Why aren’t miners well-positioned to run ZK infrastructure? After all, ZK proving, especially for proofs over large circuits, has many similarities with mining. It’s energy and compute intensive and may require specialized hardware. However, we do not believe miners will be early leaders in the proving space.

First, PoW hardware cannot be effectively repurposed for proving. Bitcoin ASICs by definition cannot be repurposed. The GPUs commonly used for mining Ethereum pre-merge like the Nvidia Cmp Hx were specifically designed for mining, making them ineffective at ZK workloads. Specifically, their weak data bandwidth eliminates any real gains from the parallelization provided by the GPU. Miners wanting to enter the proving business would have to accumulate ZK-friendly hardware from scratch.
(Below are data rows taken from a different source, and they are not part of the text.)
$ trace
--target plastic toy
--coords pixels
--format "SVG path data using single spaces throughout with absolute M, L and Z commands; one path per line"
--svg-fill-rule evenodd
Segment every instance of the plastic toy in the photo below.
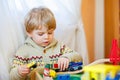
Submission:
M 83 67 L 82 80 L 120 80 L 120 49 L 117 40 L 112 41 L 109 59 L 99 59 Z M 99 64 L 109 62 L 112 64 Z
M 115 80 L 119 75 L 119 65 L 97 64 L 93 66 L 85 66 L 82 80 Z M 117 80 L 119 80 L 117 79 Z
M 71 73 L 79 73 L 76 71 L 82 69 L 82 64 L 83 64 L 82 62 L 70 62 L 68 69 L 61 72 L 60 76 L 62 76 L 62 78 L 66 78 L 65 77 L 67 75 L 66 73 L 68 73 L 69 75 Z M 59 73 L 57 74 L 56 71 L 57 72 L 59 71 L 58 64 L 46 64 L 45 68 L 44 68 L 44 76 L 55 78 L 55 77 L 59 76 Z M 68 71 L 70 71 L 70 73 Z M 75 71 L 75 72 L 72 72 L 72 71 Z M 58 80 L 60 80 L 60 79 L 58 79 Z M 68 79 L 65 79 L 65 80 L 68 80 Z
M 56 72 L 54 70 L 50 69 L 49 76 L 55 78 Z
M 53 67 L 52 64 L 46 64 L 45 68 L 44 68 L 43 75 L 46 76 L 46 77 L 53 77 L 53 78 L 55 78 L 56 77 L 56 72 L 55 72 L 55 70 L 52 70 L 51 67 Z M 54 66 L 54 68 L 55 68 L 55 66 Z
M 120 49 L 118 48 L 118 43 L 117 40 L 114 39 L 112 41 L 112 48 L 111 48 L 111 52 L 110 52 L 110 61 L 117 65 L 120 62 Z
M 81 80 L 81 75 L 82 75 L 82 73 L 71 74 L 70 75 L 70 80 Z
M 45 65 L 45 68 L 44 68 L 44 73 L 43 75 L 48 77 L 49 76 L 49 73 L 50 73 L 50 64 L 46 64 Z
M 76 71 L 82 69 L 82 62 L 70 62 L 68 71 Z
M 106 77 L 106 80 L 120 80 L 120 72 L 116 74 L 114 78 L 112 78 L 109 74 Z
M 27 67 L 28 68 L 36 68 L 37 67 L 36 62 L 33 61 L 33 62 L 27 64 Z
M 68 69 L 65 71 L 76 71 L 76 70 L 81 70 L 82 69 L 82 62 L 70 62 Z M 55 70 L 56 72 L 59 72 L 58 64 L 52 64 L 51 69 Z M 65 72 L 64 71 L 64 72 Z
M 82 73 L 78 74 L 58 74 L 54 80 L 81 80 Z
M 118 72 L 115 76 L 115 80 L 120 80 L 120 72 Z
M 57 80 L 70 80 L 70 74 L 61 74 L 57 76 Z
M 46 66 L 48 66 L 48 65 L 49 65 L 49 69 L 52 69 L 52 70 L 55 70 L 56 72 L 59 72 L 60 69 L 58 68 L 57 63 L 55 63 L 55 64 L 47 64 Z M 66 69 L 65 71 L 80 70 L 80 69 L 82 69 L 82 65 L 83 65 L 82 62 L 70 62 L 69 66 L 68 66 L 68 69 Z

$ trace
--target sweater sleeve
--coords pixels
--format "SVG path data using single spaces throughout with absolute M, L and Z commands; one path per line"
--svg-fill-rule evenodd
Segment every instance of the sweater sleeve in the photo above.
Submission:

Moreover, mining companies’ lack of brand recognition puts them at a disadvantage for stake-based proving. Miners’ biggest strength is their access to cheap energy, which could enable them to charge lower fees or participate in proving markets more profitably, but is unlikely to outweigh their challenges.
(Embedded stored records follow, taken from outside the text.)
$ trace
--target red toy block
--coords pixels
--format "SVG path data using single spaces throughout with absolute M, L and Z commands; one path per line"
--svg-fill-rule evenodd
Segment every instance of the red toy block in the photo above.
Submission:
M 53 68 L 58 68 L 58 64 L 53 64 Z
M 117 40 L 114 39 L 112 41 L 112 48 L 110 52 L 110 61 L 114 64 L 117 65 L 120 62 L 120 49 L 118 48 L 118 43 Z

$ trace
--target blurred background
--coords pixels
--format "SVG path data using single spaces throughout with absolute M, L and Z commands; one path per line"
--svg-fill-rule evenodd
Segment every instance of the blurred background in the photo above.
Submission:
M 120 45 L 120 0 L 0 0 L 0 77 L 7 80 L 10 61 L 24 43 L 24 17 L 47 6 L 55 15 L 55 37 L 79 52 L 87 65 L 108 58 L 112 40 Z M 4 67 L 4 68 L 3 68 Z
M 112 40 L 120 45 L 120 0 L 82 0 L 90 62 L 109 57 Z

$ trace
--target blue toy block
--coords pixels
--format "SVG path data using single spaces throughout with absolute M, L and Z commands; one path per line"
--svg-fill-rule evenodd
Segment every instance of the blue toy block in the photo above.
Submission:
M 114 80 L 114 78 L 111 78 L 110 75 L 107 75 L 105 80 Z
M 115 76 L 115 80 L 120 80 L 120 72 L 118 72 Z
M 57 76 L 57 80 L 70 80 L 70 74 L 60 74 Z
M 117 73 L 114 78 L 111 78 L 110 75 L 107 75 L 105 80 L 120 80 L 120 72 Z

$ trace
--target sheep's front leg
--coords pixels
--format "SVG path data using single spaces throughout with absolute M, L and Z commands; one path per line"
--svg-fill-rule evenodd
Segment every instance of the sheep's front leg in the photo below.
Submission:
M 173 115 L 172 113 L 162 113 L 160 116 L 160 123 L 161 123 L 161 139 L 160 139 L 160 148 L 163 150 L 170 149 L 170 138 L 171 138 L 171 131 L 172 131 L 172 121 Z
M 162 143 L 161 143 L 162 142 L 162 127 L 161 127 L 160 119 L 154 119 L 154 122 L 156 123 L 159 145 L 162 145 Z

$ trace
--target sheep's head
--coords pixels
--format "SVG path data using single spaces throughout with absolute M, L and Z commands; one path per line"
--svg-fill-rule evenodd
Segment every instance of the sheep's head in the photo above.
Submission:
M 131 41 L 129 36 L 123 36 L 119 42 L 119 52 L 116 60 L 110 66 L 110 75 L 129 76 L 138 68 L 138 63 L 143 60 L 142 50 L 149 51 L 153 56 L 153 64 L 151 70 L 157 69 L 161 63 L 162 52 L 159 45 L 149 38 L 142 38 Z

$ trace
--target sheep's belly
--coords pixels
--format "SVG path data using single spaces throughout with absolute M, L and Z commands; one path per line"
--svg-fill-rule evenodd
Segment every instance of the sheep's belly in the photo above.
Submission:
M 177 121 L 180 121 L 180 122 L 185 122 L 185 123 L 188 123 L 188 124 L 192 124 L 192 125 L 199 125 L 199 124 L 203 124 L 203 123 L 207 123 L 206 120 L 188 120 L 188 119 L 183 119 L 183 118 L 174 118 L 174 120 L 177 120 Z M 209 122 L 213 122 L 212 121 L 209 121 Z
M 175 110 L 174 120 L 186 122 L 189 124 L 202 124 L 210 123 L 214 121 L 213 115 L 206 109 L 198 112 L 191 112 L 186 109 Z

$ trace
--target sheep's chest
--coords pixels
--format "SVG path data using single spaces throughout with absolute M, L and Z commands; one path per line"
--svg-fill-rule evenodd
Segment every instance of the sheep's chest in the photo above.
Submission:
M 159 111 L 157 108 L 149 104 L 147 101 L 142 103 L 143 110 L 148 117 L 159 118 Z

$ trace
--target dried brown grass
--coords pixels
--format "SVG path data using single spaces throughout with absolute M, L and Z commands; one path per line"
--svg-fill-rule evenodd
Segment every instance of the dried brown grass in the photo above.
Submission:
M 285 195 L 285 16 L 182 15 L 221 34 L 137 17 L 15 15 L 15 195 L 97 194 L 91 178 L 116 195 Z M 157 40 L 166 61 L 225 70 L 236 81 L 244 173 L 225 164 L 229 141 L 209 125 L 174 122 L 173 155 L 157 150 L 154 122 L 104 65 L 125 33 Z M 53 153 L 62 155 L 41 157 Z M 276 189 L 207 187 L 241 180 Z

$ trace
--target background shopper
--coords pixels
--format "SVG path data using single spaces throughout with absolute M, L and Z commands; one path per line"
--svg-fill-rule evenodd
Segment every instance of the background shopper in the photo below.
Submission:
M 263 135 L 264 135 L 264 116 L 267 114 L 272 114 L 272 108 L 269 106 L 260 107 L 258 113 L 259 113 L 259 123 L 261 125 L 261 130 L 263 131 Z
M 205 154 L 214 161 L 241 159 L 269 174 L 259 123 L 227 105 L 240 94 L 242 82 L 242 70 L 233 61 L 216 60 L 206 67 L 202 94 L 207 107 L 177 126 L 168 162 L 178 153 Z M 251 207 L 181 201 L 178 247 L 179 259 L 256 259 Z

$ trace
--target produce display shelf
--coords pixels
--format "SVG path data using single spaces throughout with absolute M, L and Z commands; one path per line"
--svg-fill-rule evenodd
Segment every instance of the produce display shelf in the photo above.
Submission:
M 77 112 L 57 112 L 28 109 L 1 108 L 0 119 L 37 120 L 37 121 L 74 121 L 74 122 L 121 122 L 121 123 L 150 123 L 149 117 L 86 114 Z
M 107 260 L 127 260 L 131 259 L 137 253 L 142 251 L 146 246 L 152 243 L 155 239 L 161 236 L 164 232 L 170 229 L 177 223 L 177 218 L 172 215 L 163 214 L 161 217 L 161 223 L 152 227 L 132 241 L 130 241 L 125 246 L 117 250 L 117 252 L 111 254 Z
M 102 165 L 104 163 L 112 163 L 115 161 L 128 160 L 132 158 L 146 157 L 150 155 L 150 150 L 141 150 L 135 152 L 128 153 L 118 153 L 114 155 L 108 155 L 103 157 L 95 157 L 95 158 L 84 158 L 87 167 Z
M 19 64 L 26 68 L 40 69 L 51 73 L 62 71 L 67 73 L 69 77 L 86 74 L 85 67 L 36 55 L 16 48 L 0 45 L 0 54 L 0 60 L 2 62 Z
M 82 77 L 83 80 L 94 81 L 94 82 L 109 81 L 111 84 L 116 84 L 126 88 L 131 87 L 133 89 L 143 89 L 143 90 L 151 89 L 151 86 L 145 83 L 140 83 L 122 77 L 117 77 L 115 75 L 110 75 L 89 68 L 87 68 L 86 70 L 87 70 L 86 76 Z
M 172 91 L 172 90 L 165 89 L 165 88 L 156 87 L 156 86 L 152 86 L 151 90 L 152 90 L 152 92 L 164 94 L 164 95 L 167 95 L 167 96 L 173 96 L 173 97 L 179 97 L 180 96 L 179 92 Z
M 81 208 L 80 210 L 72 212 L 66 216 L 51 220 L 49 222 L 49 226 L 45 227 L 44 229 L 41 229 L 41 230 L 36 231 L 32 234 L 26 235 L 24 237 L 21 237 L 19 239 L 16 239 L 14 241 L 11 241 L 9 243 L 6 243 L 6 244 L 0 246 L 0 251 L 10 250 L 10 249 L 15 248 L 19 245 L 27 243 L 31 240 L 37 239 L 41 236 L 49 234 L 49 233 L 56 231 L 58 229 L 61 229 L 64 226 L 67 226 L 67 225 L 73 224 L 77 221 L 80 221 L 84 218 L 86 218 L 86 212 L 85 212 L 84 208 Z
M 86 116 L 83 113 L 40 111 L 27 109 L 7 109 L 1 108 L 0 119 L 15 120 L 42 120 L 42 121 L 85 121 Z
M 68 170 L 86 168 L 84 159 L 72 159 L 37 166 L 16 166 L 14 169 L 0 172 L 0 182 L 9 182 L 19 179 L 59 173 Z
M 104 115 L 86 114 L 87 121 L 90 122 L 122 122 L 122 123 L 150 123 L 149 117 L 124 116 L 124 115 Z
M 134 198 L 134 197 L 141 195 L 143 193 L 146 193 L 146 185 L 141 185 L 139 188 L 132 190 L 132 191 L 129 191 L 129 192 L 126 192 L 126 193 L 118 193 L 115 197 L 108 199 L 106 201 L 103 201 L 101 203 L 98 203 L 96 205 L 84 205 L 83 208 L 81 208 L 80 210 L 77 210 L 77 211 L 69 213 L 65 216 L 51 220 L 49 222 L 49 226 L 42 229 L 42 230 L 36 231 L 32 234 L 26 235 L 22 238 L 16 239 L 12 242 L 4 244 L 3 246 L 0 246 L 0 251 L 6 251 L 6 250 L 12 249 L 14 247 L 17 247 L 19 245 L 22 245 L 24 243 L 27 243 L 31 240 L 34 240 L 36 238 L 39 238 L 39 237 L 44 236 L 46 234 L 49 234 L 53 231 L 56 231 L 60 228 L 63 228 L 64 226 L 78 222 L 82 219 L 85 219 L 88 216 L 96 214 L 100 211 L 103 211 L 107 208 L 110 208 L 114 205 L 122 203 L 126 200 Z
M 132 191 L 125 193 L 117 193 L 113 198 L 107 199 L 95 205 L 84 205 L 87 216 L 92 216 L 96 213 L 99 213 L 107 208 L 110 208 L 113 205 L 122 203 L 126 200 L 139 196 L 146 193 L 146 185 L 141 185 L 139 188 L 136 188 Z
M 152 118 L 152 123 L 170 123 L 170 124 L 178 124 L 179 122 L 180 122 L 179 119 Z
Lastly, miners are accustomed to static requirements. Bitcoin and Ethereum mining have not required frequent or significant changes to their hash functions, nor have these operators been tasked with other modifications to the protocol that impact their mining setup (excluding The Merge). By contrast, ZK proving requires staying vigilant to changes in proving technology that may affect hardware setups and optimizations.

The stake-based prover model is a natural fit for validator companies. Retail and institutional investors in ZK applications will delegate their tokens to infrastructure providers to generate rewards. Staking businesses have the existing teams, experience, and relationships to attract large delegations to their infrastructure. This applies even to protocols that do not support delegated PoS, as many validator companies offer whitelisted validator services to run infrastructure on another party’s behalf, a common practice on Ethereum.
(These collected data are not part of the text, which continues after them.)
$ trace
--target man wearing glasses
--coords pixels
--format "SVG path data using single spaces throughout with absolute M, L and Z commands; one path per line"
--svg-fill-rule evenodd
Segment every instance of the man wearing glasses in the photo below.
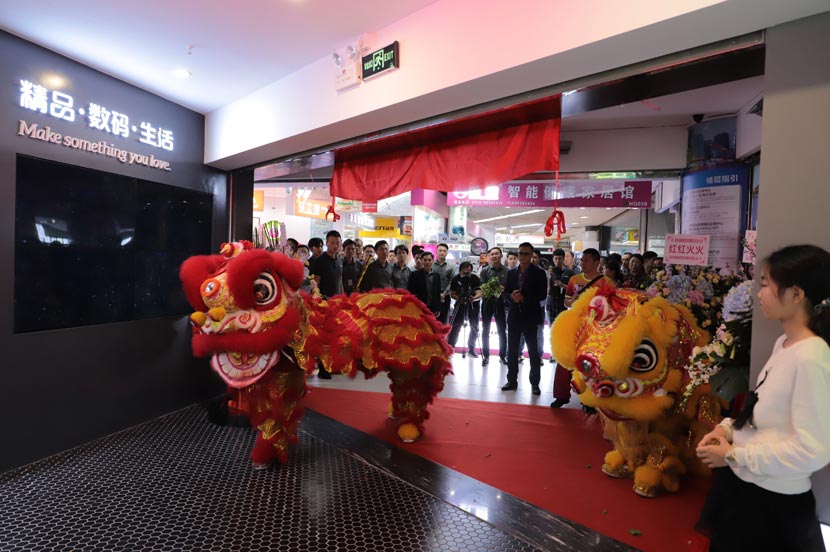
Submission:
M 541 301 L 547 295 L 545 271 L 530 262 L 533 246 L 527 242 L 519 246 L 519 266 L 507 273 L 504 298 L 509 305 L 507 315 L 507 383 L 502 391 L 512 391 L 519 386 L 519 341 L 525 338 L 530 354 L 530 385 L 534 395 L 542 393 L 539 379 L 542 368 L 542 352 L 536 339 L 539 326 L 544 324 L 545 313 Z

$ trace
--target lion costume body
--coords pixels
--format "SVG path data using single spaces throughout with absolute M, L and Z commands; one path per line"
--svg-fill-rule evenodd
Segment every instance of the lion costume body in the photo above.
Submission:
M 676 492 L 682 474 L 709 473 L 694 450 L 721 405 L 708 385 L 684 393 L 689 355 L 708 340 L 684 307 L 612 287 L 587 290 L 554 323 L 553 354 L 614 446 L 602 471 L 633 477 L 639 495 Z
M 259 432 L 255 467 L 284 463 L 297 440 L 305 377 L 319 359 L 332 373 L 366 378 L 381 371 L 392 380 L 389 415 L 398 436 L 418 439 L 427 406 L 451 372 L 449 329 L 405 291 L 359 293 L 329 300 L 298 290 L 299 261 L 223 244 L 220 255 L 187 259 L 180 278 L 195 309 L 193 354 L 211 366 L 231 391 L 229 408 L 244 413 Z

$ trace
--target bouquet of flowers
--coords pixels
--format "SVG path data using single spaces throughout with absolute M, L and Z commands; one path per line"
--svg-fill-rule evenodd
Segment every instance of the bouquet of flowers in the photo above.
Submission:
M 504 286 L 499 283 L 499 279 L 496 276 L 481 284 L 481 295 L 485 300 L 498 299 L 503 291 Z
M 723 320 L 724 297 L 744 280 L 742 272 L 730 269 L 675 265 L 658 272 L 646 294 L 649 297 L 662 295 L 671 303 L 686 306 L 700 327 L 711 331 Z
M 723 298 L 723 322 L 714 339 L 704 347 L 695 347 L 689 359 L 691 381 L 683 400 L 695 387 L 710 383 L 721 397 L 731 400 L 749 386 L 749 350 L 752 339 L 752 281 L 733 286 Z

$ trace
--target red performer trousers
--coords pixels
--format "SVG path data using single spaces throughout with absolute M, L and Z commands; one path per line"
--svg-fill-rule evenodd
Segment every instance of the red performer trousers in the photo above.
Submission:
M 553 398 L 563 401 L 571 400 L 571 372 L 556 364 L 553 377 Z

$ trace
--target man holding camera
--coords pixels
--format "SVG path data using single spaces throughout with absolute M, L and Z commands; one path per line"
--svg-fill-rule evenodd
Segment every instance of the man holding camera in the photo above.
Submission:
M 452 330 L 447 337 L 450 347 L 455 347 L 458 333 L 464 322 L 470 323 L 470 333 L 467 337 L 467 355 L 478 358 L 476 354 L 476 340 L 478 339 L 478 313 L 481 299 L 481 279 L 473 274 L 473 264 L 464 261 L 458 267 L 458 274 L 450 280 L 450 297 L 455 300 L 451 318 Z

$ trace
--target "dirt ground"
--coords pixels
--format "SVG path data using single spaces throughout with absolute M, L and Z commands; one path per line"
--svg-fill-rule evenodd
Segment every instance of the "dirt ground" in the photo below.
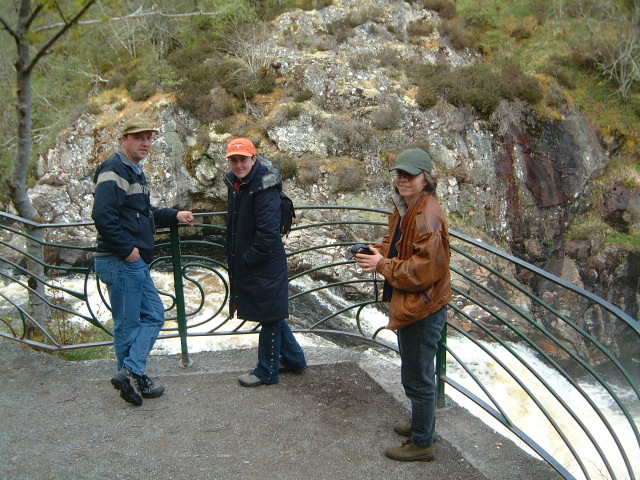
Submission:
M 392 425 L 408 418 L 395 365 L 319 348 L 304 374 L 243 388 L 255 355 L 198 353 L 187 369 L 152 357 L 167 391 L 135 407 L 110 384 L 113 360 L 67 362 L 0 340 L 0 479 L 559 478 L 502 437 L 496 450 L 495 432 L 459 408 L 439 414 L 436 461 L 389 460 L 384 449 L 402 442 Z

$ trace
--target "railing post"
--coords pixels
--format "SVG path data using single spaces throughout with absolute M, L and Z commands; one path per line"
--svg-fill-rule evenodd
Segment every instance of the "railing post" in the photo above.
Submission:
M 180 334 L 180 364 L 183 367 L 192 365 L 187 347 L 187 313 L 184 305 L 184 283 L 182 282 L 182 262 L 180 255 L 180 232 L 178 226 L 171 226 L 171 260 L 173 263 L 173 285 L 176 294 L 176 317 Z
M 444 395 L 444 382 L 442 377 L 447 374 L 447 323 L 445 322 L 440 332 L 440 341 L 438 341 L 438 351 L 436 353 L 436 375 L 438 377 L 438 391 L 436 394 L 436 408 L 444 408 L 447 401 Z

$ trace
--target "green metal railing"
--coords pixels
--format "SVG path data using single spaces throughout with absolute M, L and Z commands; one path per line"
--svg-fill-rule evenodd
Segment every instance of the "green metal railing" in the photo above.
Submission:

Validators do not have the same access to affordable electricity that miners do, making them a poor fit for the most energy-intensive tasks. Running provers for a validity rollup would require a more intensive hardware setup than a normal validator, but can likely fit within a validator’s current cloud or bare metal infrastructure. But like miners, these companies do not have in-house ZK expertise that could stay competitive in proof races. Outside of stake-based proving, running ZK infrastructure is a different business model from running validators and doesn’t have strong flywheel effects with the staking business. We expect ZK-native infrastructure providers to dominate non-stake based and high performance proving tasks.

Conclusion

Most provers today are run by the teams building the applications that require them. As more ZK networks launch and decentralize, new operators will enter the market to meet the proving demand. Who those operators are is contingent on the prover selection model and on the prover requirements that specific protocols impose.

Staking infrastructure companies and ZK-native infrastructure operators are best positioned to dominate this new market.⁴

Decentralized proving is an exciting new category of blockchain infrastructure. If you’re an application developer or infrastructure provider building in ZK, we’d love to hear from you.

Footnotes

1. Like shared sequencers, shared provers provide decentralized infrastructure as a service, but there are important differences. Shared sequencers help form a global transaction ordering, which is necessarily non-parallelizable. On the other hand, shared provers can be parallelized, as the applications’ proofs do not require a global ordering.
2. In some cases, proof generation can be distributed across multiple operators. But even in this multi-prover setup, the basic market structure remains the same: there is only one proof generation task for which provers are selected at a time.
3. The 3rd major category are RPC providers like Alchemy and Infura
4. We originally believed that ZK-native infrastructure operators would control ZK infrastructure. After further research, we realized that the prevalence of staking and GPUs in proving infrastructure provided a stronger opportunity for validators than we initially anticipated.